Centre freed Warren Anderson: Report

Union Carbide chief Warren Anderson was freed from police custody and allowed to flee to the US at the behest of the central government led by Rajiv Gandhi.

Zeenews Bureau

Bhopal: In a sensational revelation in the Bhopal gas tragedy case, declassified CIA documents dated 1984 suggest that Union Carbide chief Warren Anderson was freed from police custody and allowed to flee to the US at the behest of the central government led by Rajiv Gandhi.

Notably, during the tragedy the state also had a Congress government with Arjun Singh as the chief minister.

The CIA papers, accessed by a news channel, cite the Assembly elections which were scheduled to be held a few weeks after the gas leak as the reason behind government’s attempt to deflect blame from itself to Union Carbide.

As per the report, the Rajiv Gandhi led government at the Centre sensed public outrage over the gas tragedy, and feared that it would not only cost them the state elections but also lead to foreign investors being not interested in setting shop in the country.

Thus they blame was put on the UCIL (Union Carbide India Ltd.) and demanded compensation from the company.

Two days back, ex-District collector Moti Singh had revealed sparkling information in the Bhopal gas tragedy. The ex official said that he has asked to let off Warren Anderson, prime accused and chairman of Union Carbide.

Speaking to a TV channel Moti said that the then Madhya Pradesh chief secretary had asked him to let off Warren Anderson. He also asked to arrange a special aircraft to take warren to Delhi from where he left the country and never returned back.

‘US pressure got Anderson a safe passage’

Senior Congress leader Digvijaya Singh yesterday defended Arjun Singh over the safe passage given to Warren Anderson –CEO of Union Carbide at the time of Bhopal gas tragedy - saying that the state government was not responsible for it, and it appears to have been done under US pressure.

“The state government hardly had any role to play in this case. The case was being investigated by the CBI (Central Bureau of Investigation); the compensation was decided by the judiciary. Warren Anderson going away could have been under American pressure,” he told a news channel.
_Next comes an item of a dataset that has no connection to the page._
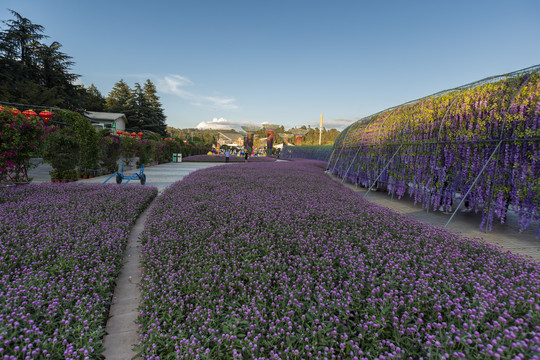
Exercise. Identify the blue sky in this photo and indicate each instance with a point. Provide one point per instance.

Singh, a Congress general secretary, also pointed out that all decisions regarding the Bhopal gas leak were taken by the central government and that the state government was only following its orders.

“There was a Cabinet Committee in the government of India which took all decisions regarding this case. The only task the government of Madhya Pradesh was to get the decisions implemented,” he said.

Twenty six years after the world`s worst industrial disaster killed over thousands of people, a Bhopal court on Monday convicted former Union Carbide India Chairman Keshub Mahindra and seven others in the Bhopal gas tragedy case and awarded them a maximum of two years imprisonment.

However, 89-year-old Warren Anderson, the then chairman of Union Carbide Corporation of USA, who lives in the United States, appeared to have gone scot-free as he is still an absconder and did not subject himself to the trial.